Note that this package has a custom TaskRunner that reimplements __call__ (this is, fortunately, going away, but probably after DM-2639). I think I’ve seen about half a dozen similar runners scattered throughout the Stack.
jointcal does not operate on a dataRef, but rather a list of them, so runDataRef() does not make sense for it.
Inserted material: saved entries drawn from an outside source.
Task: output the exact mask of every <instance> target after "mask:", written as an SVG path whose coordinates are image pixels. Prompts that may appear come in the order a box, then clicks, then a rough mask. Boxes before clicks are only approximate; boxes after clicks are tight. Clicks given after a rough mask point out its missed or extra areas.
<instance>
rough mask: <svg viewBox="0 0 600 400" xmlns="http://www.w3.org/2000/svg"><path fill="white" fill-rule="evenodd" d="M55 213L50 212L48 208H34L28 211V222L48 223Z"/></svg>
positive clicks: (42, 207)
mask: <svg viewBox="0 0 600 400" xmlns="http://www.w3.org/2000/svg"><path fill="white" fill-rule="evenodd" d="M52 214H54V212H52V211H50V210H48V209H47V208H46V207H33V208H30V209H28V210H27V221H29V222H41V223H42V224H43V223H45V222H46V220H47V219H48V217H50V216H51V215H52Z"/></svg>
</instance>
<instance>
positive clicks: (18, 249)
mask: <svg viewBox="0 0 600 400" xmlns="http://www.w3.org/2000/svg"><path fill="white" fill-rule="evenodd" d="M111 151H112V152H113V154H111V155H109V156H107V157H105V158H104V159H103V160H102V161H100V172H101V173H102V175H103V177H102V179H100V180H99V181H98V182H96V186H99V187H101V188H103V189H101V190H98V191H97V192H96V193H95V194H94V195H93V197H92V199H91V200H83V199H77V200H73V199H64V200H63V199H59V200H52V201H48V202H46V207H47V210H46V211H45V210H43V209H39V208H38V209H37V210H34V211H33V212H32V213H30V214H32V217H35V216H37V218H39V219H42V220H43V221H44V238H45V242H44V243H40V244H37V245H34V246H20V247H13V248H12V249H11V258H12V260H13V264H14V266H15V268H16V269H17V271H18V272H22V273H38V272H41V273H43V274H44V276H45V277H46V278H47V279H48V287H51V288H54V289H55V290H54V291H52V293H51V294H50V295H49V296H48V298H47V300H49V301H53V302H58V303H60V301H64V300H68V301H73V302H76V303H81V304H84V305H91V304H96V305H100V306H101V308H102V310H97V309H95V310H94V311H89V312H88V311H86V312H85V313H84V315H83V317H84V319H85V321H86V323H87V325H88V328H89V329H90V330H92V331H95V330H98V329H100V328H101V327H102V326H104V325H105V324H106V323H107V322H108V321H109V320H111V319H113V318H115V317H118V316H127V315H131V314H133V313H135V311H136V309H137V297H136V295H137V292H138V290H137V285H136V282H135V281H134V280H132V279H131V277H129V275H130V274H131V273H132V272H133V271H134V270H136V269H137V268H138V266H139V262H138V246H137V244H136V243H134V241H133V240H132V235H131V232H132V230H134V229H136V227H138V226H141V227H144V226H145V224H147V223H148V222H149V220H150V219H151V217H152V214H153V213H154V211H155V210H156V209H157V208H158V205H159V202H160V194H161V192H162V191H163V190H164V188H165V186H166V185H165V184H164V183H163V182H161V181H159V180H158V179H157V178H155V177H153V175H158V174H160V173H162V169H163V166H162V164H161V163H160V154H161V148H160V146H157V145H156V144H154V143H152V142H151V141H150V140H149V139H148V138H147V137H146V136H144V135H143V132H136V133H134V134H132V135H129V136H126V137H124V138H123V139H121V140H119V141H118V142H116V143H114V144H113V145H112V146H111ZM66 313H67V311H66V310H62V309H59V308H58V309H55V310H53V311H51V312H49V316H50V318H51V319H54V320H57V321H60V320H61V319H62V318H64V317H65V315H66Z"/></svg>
It does have a custom JointcalRunner(pipeBase.ButlerInitializedTaskRunner), so that may save me here?
The method name runDataRef shouldn’t be taken too literally. (I’m not crazy about the new naming scheme, but that is neither here nor there because RFC-352 and RFC-26 have spoken)
The way to think about it is that CmdLineTasks’s parseAndRun() is going to call a TasksrunDataRef method and SuperTask is going to call runQuantum.
But like ApPipeTask, your JointcalTaskRunner overrides __call___ so technically Jointcal can opt out.
…until it’s time to make a jointcal SuperTask. At that point it will be highly desirable to have a run method that takes in-memory objects, returns all of its outputs, and does no I/O. It’s not an absolute requirement that all SuperTasks have that - not all can separate the I/O from the algorithm, and jointcal may be one of the few that can’t - but it’s much easier to make SuperTasks for those do.
In this case, the in-memory objects would be all of the catalogs and all of their metadata. I’m not sure we’re budgeted for that much memory. jointcal is currently designed to read one catalog at a time and strip out only what it needs.
cp_pipemight be a package to watch out for here. There is a large unmerged ticket which contains a new task, and which might break the mould here in a similar way to jointcal. It’s in review though, so perhaps by the time this actually gets done this will be moot, but given the request for input I just thought I’d mention it.